Stefania looked at him so sharply that he was convinced for a moment that she was faking everything. Then she said, ‘I’m afraid I can’t quite place you.’
‘My name is Alec Blume.’
‘Pleased to meet you. My name is Stefania.’ She offered him her soft hand, this time looking in dismay at her own frail wrist. She looked around in confusion as an electronic trill spiked the air between them. ‘What’s that noise?’
‘It’s for me,’ said Blume, and to Stefania’s utter astonishment, he pulled something out of his pocket, opened it, and spoke into it as if this were a perfectly normal thing to do.
But he was having difficulties with the machine in his hand, or he could not hear properly, because he was asking the person on the other end of the line to repeat what he was saying, and still he seemed to have difficulty following. He folded away the phone and turned his face briefly towards her. The roll-down shutters at the window shuddered in the wind, and suddenly it was raining loudly. The room was too dark to see his features clearly but she could feel the aura of fear and anger around him. She knew it was not directed at her, and she felt sorry for the man who was now turning away from her and rushing out of her presence, his face a mask of anxiety.
Blume headed across town from one hospital to another, and when he reached his destination, he found he had no memory of the trip he had just made. Panebianco was waiting for him in the main lobby. Blume appreciated the gesture. It saved him the necessity of seeking out someone to ask where to go, and someone else to tell him what was happening. In fact, from the second he saw Panebianco’s face, Blume knew he could relax a little. Panebianco looked grave, but not stricken.
‘This way.’ He led Blume upstairs and down corridors. The walk had a surreal quality to it. The air in the hospital, passed through the mouths of patients and their visitors, lost most of its oxygen content and grew heavier and warmer as they went deeper into the building. The panic in his soul was becoming swamped with a sense of lethargy.
After what seemed like an hour, Panebianco stopped and said, ‘There.’
The door in front of him was definitely closed to casual visitors. It even looked as if it might be locked.
Blume made to push it open, then stopped. ‘How … ?’
‘She is going to be OK. Don’t worry. You can’t talk to her, though. They have administered a general anesthetic, but she’ll wake up soon. Those are the doctor’s words.’
‘How do you know all this?’
‘I got here about twenty minutes after she was admitted.’
‘I mean how do you know she is going to be all right?’
‘The doctors told me.’
‘And you believe them?’
Panebianco nodded firmly. ‘Absolutely. I trust doctors when they are being optimistic. Pessimism is the default mode, you see. If they say things could go wrong and they do, then they were right all along.
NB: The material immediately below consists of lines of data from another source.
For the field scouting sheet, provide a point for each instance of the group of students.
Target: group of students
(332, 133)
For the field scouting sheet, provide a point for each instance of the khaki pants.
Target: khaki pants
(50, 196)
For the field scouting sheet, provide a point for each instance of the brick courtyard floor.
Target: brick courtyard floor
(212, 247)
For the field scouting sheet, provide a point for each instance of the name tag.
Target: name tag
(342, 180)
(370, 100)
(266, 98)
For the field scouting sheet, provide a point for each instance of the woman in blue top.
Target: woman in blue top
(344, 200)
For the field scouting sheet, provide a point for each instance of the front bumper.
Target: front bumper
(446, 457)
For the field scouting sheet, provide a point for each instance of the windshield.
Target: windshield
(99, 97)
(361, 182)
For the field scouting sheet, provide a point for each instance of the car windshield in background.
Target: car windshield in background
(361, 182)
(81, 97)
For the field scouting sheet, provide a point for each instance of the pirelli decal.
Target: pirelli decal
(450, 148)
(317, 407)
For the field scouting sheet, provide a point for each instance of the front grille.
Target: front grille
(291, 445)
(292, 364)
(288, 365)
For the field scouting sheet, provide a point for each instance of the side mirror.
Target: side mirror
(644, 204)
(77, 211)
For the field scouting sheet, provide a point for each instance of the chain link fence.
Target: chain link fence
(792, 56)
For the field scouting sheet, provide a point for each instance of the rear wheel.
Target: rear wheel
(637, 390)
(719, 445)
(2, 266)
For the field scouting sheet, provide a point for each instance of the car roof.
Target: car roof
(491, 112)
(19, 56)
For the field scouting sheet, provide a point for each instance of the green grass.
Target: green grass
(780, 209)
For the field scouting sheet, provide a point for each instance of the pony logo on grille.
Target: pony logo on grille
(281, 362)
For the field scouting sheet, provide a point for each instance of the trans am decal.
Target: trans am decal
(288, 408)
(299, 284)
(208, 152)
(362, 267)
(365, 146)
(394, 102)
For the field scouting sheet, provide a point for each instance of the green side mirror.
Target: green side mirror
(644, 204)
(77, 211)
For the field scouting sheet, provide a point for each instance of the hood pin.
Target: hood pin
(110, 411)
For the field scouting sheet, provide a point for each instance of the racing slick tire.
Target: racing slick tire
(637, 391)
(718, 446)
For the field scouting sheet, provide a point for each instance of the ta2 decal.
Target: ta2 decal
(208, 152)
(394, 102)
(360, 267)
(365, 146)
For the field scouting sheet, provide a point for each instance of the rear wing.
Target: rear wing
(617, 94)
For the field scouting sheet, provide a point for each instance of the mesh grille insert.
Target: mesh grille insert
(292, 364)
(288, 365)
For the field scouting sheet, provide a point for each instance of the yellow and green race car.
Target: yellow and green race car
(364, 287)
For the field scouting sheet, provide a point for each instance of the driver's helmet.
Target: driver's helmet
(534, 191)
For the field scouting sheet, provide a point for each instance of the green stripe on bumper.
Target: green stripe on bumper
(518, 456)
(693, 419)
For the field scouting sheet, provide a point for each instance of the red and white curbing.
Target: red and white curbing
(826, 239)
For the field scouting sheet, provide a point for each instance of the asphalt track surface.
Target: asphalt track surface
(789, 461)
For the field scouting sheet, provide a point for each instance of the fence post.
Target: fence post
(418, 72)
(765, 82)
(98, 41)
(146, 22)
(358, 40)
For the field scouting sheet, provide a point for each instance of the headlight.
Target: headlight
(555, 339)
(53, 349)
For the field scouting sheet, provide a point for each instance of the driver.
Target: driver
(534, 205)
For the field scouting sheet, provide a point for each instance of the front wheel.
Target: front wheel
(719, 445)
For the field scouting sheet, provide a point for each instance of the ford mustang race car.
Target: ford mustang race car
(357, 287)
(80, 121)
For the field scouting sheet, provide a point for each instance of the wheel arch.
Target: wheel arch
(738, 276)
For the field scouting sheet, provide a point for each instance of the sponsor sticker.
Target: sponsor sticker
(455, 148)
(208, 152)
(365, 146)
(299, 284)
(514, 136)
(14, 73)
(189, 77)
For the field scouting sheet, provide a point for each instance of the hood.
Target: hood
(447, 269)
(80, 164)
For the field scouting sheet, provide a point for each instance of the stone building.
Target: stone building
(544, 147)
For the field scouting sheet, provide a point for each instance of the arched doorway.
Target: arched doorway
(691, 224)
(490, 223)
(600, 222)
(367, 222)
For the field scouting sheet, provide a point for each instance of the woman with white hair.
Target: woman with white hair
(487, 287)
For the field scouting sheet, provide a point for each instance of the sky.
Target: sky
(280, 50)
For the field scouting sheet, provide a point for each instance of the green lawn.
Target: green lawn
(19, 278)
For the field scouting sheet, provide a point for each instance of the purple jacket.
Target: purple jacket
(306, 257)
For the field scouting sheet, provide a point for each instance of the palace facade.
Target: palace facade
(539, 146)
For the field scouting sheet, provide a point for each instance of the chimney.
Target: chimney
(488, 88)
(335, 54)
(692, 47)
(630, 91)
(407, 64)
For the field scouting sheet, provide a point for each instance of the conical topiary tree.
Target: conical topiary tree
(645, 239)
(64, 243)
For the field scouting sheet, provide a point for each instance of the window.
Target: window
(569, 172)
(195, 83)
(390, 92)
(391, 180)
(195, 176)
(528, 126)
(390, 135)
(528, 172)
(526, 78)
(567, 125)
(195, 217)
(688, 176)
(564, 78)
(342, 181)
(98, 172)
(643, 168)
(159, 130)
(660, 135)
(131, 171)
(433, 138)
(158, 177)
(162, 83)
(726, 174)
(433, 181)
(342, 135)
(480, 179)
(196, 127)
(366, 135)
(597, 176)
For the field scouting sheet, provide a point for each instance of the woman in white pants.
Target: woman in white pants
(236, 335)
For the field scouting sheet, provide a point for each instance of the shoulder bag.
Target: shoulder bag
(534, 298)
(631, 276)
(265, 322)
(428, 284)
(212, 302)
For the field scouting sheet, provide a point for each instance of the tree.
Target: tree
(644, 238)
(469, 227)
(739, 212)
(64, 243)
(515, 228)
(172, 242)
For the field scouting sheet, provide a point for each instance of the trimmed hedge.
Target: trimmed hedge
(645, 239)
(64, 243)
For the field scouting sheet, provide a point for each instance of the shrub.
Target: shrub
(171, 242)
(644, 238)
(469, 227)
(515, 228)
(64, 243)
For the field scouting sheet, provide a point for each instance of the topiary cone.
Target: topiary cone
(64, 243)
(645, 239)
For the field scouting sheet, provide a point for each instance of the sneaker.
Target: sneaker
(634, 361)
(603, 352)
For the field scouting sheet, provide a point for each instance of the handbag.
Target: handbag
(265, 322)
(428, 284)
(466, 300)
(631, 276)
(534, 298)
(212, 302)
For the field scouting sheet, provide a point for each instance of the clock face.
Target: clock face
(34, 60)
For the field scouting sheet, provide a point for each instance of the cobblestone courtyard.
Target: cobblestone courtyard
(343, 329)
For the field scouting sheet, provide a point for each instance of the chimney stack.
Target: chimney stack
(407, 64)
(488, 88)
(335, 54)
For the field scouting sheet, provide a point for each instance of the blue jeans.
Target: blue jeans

If they are wrong and everything goes fine, you are so thankful you forgive their miscalculation.’
Panebianco was still talking and Blume tried to tune in, but found a single large thought sat sideways across the front of his brain blocking his ability to take in information. He had to dislodge it first before he could hope to be of any use.
‘Where was she?’
Panebianco said something unconnected with the question, so Blume repeated it. Finally, Panebianco stopped talking and peered at Blume as if only now realizing that he had not been listening. But suddenly the words were devastatingly clear.
‘She was talking to a witness who had decided to retract his testimony in the road rage case,’ said Panebianco. ‘The witness who said he saw Adelgardo Lambertini run over the scumbag.’
Blume gave a tight nod. The back of his neck hurt and his brain felt as if it had shrivelled and hardened inside his skull.